【私が携わってきた仕事の話を聞いてください】     【機関誌第2号】     Top


                     本 多 伸 芳(ほんだ のぶよし)

 医師になって34年、ついに五里霧中の一本道をとぼとぼと歩いています。障害受容なんてできるものなのでしょうか。しかし、ゆいまーるの皆様にお会いして、皆さんが「仕事が忙しい」と、お元気そうに語られるのを聞いていると、受容はともかくとして、動き続けることが鍵なのだなと思いました。鍵穴さえあればいいんですよね。こうして、鍵穴探しの旅が始まりました。

 医師としての前半生は麻酔科、整形外科を歩き、山、海、街を駆けめぐり、溌剌とした躍動感のある日々でした。後半生、私は40代で某電機企業の産業医に転じました。当時、90年代の初め頃は、産業医といえば、病院を引退された老先輩医師が余生としておられ、事業場や工場の敷地内にある小さな診療所で、陽だまりの中でお茶をすすり、初老の看護師さんと世間話でもしながら、たまに訪れる従業員さんの鼻風邪を診たり、健康診断書にハンコを押したりするのが現状でした。社内での地位も、お医者様はあくまでも座布団一枚上のお客様、という形で珍重されていたものです。

 ところが95年を境に、産業医はその専門性を法的に定められ、意識変革を迫られることになります。まだ若かった僕には光栄なことでした。何が変わったかというと、社員の健康を「資産」と考え、健康のベクトルを下方(病気)に向かわせない工夫、さらには上方(健康増進)へと向かわせるような施策をせよ、というものでした。それは、お客様扱いの医者に対して出た命令ではなく、座布団一枚取り払って同じ目線で、医療を専門とするひとりの従業員として期待されたものだったのです。

 社内には白に緑十字で知られる安全課というものがあります。安全は事故が起きる前にリスクの芽を探して摘む、というミッションですから健康と発想が同じです。そういうわけで、安全と健康部隊とが合体し、医者も診療所から本建屋へと移動し、組織の安健部隊で活動するようになりました。こうした体制はWHOの思想にも沿うものであり、日本はフランスと並んで先進国なのです。

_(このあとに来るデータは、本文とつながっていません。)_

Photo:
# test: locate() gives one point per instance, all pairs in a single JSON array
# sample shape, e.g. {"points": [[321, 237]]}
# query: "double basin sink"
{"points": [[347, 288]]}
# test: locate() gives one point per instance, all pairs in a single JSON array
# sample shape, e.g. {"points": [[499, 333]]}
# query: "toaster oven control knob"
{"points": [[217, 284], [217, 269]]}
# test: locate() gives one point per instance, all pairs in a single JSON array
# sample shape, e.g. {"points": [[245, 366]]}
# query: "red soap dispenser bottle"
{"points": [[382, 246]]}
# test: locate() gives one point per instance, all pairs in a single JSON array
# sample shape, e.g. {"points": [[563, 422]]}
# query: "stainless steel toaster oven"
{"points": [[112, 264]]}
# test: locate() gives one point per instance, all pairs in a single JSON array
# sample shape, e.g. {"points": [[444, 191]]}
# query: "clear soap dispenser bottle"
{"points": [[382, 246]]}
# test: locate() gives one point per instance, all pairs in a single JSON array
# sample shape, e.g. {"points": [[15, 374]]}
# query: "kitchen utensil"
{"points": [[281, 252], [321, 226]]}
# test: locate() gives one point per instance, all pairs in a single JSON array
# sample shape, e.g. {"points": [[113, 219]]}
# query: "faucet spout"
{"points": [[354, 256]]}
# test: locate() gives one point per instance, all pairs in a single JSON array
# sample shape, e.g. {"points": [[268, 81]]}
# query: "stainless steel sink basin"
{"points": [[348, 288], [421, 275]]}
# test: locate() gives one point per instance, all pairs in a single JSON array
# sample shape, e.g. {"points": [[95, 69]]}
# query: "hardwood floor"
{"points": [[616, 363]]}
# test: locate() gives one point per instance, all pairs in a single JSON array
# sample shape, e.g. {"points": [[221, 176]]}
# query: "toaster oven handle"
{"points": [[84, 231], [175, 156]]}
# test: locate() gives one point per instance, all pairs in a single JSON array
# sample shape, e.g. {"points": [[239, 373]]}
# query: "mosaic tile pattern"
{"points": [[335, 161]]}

 「労働は人生そのものだ」と心理学者マズローは言いました。家族以上に長い時間を共にする職場、その場でこそ、人は順風満帆に生きられねばならない。大学や病院で、医局という小さい同業者集団に身を置くのとは異なり、実に様々な人々が、日本の産業の脊椎のような職場で働いていて、その笑顔や泣き顔を見ながら共に語り、共に飲み、共に暮らす。ああ、病院時代の私は赤血球や白血球でしかなかった、外の世界にはこんなにも太い組織があったのだ、と感じました。新聞もちゃんと読むようになりました(笑)

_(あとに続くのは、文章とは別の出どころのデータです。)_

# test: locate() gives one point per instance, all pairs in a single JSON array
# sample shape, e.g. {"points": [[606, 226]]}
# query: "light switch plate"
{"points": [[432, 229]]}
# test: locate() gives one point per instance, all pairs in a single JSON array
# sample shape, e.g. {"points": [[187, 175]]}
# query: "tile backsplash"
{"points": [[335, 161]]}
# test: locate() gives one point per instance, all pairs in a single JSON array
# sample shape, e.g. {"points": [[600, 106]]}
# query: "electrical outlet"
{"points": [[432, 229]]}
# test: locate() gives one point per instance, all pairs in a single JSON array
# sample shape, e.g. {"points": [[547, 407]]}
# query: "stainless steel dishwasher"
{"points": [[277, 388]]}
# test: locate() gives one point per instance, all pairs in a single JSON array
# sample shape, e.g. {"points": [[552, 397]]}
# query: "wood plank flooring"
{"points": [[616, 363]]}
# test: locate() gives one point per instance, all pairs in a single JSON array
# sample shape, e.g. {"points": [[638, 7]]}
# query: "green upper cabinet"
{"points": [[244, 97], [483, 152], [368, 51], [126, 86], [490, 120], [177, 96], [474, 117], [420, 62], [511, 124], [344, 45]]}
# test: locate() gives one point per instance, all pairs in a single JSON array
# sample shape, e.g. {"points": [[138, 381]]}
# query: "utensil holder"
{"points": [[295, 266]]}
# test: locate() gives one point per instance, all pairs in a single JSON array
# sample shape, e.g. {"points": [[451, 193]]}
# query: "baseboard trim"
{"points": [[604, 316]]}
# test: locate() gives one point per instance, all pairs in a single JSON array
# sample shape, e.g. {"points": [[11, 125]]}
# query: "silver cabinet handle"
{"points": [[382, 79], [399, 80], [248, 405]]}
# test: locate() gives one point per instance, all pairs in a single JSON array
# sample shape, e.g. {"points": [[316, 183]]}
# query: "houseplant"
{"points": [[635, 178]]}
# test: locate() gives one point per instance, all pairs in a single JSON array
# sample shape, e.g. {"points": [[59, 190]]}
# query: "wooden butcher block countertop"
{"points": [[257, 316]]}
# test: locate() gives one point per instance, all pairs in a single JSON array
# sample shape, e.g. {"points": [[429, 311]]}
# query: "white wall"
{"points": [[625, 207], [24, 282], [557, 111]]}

 偶然にもインターネット時代が到来し、自ら情報を発信するようにもなりました。メール文化はいい意味でも悪い意味でも産業医の敷居を低くしましたが、おかげで多種多様な相談が持ちこまれるようになり、医者人生しか知らなかった自分には、大いに勉強になりました。

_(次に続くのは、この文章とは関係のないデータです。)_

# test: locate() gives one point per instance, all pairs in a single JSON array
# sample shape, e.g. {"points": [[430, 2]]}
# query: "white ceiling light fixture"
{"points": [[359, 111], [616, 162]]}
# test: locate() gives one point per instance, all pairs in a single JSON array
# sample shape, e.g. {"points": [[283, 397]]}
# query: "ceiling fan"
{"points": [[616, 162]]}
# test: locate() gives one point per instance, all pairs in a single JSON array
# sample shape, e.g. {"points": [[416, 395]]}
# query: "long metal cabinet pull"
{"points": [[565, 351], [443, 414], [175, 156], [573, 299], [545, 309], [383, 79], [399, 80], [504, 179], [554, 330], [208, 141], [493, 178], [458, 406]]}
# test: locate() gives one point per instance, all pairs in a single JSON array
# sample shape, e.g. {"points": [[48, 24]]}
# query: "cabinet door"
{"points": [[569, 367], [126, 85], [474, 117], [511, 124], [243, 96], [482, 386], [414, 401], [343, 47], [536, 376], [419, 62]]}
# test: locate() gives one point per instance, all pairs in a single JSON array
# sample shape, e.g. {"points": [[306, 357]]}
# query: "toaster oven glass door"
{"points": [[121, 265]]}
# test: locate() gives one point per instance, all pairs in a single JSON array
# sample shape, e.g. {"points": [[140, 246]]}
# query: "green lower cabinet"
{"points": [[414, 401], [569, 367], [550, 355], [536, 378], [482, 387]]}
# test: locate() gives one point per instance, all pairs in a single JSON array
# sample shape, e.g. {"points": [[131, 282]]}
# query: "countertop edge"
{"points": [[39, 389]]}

 しかし、いかんせん無手勝流、自分のやり方に不安がないわけでもなかったのです。そんなある日、尊敬する三重大名誉教授、戦後労働衛生の始祖でもあられた故坂本弘先生と会食する機会があり、尋ねてみました。すると、先生は大きな手で僕の肩を叩きながら、「産業医はな、あんたの心ひとつや。ここにいるみんなとの生の付き合いっぷりが第一や。けどな、プロとして尊敬されとらなあかん。ここのみんなはあんたを好いとる。話すとき、みんな嬉しそうや。それがあんたの通信簿や」。
 そのお言葉で、私はその後も迷うことなく自分流で一時代を築きました。

 90年代も終わりに差し掛かると、我が国は「増え続ける自殺」という深刻な問題に直面します。臨床現場だけには任せていられない、と厚生労働省から職場のメンタルヘルスに向けて、次々と施策指針が発せられるようになりました。産業保健現場も、この頃から舵がメンタルヘルスへ向かって動き出しました。産業医は、精神医学に加え、経営学、マネジメント、心理学をミックスしたような知識も持たなければならなくなりました。ストレスの多くは、会社、労働、人間関係にあり、マズローの言った「人生そのもの」が発信地でした。産業保健部隊はその一番近いところにいるのですから、責任は重大です。

 こうして後半生を振り返ってみると、私は日本社会の胸板に聴診器を当てるように生きてきたように思います。ひとを、身体だけでなく、家庭環境、労働環境を含めて全人格的に見ることができるようになりました。結果、問題解決の糸口は複雑に絡み合い、却って苦慮することにもなりましたが、そういった経験から、私は自分自身が生かされている社会、友人、家族に感謝しなければならないということを学ばせてもらったのだと思います。

 以上で私のお話は終わりです。ここまで書いておきながら、この稿を書いている私は現場に復帰できていません。鍵穴はまだ見つかりません。本誌が皆様の手に渡る頃、私はどうなっていることでしょう。未来の自分への応援歌になればと思って書きました。
 今、ゆいまーるの皆様に申し上げられることは、私を孤独から救ってくださったことへの感謝、これに尽きます。ご笑読ありがとうございました。